Black Dice Mr Impossible(Ribbon) Buy it from Insound
Black Dice have been peddling (I wouldn’t say refining) their particular raucous take on art-rock for 15 years now, over the course of six studio albums and numerous singles, EPs and collaborations. From their early days playing a kind of post-hardcore thrash, through to their current incarnation they have always been a somewhat acquired taste, treading a fine line between tightly constructed experiments in sound and adolescent goofball tomfoolery. The new album contains its fair share of both elements of the band’s sound, sometimes with a degree of success, but often grating and a little tiresome.
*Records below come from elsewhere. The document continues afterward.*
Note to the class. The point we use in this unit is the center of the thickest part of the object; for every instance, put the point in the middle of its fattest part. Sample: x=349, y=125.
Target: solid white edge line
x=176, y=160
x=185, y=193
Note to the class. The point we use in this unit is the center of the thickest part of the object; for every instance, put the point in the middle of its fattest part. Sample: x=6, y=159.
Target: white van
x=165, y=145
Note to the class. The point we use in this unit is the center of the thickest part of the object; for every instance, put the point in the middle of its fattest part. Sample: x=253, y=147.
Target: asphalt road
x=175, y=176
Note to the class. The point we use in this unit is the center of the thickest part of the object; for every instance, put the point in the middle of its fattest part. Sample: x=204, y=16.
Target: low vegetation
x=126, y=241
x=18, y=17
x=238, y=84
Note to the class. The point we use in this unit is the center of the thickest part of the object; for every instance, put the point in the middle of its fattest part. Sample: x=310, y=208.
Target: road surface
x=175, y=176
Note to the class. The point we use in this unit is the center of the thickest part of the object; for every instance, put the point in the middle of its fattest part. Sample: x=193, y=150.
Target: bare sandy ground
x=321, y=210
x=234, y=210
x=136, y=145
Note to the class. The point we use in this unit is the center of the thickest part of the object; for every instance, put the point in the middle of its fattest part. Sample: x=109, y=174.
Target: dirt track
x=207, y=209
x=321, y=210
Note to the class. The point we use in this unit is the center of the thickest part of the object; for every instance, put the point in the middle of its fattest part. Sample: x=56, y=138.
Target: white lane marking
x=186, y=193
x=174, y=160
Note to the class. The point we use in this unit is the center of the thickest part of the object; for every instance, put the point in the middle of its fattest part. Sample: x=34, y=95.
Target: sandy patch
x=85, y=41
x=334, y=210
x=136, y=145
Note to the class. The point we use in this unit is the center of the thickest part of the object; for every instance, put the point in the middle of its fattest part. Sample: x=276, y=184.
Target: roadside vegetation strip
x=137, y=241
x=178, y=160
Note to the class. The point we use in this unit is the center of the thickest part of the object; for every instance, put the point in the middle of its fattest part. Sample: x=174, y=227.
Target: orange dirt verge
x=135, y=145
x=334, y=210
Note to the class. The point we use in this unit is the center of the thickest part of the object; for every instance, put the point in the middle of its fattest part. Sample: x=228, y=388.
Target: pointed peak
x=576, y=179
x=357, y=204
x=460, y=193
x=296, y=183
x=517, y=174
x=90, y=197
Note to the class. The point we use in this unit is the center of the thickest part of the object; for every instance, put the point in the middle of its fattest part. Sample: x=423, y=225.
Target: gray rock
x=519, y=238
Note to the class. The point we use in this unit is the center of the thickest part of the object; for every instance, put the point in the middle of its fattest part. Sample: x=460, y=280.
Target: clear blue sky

There are album highlights worth checking out. Pigs is a mutated dancefloor filler, a kind of freakoid rave-punk that actually contains a surprisingly funky underbelly, making your feet and ass move, while making your head go “wtf?” The vocals here, as elsewhere on the album, fall somewhere between ritualistic chant and nonsensical chatter. Pinball Wizard (most definitively not a Who cover) kicks things off, sounding like the soundtrack to the most crazed video game you’ve ever played, while the brilliantly titled Shithouse Drifter is primal. These tracks stand out from the rest by following a fairly tight structure, within which the band indulge their baser instincts for noise creation and abrasion. Elsewhere the structure collapses somewhat and the result is a formless and irritating mess – trying the listeners’ patience and challenging him or her not to reach for the off button. Of course that could be Black Dice’s intention; in which case the album is an unqualified success.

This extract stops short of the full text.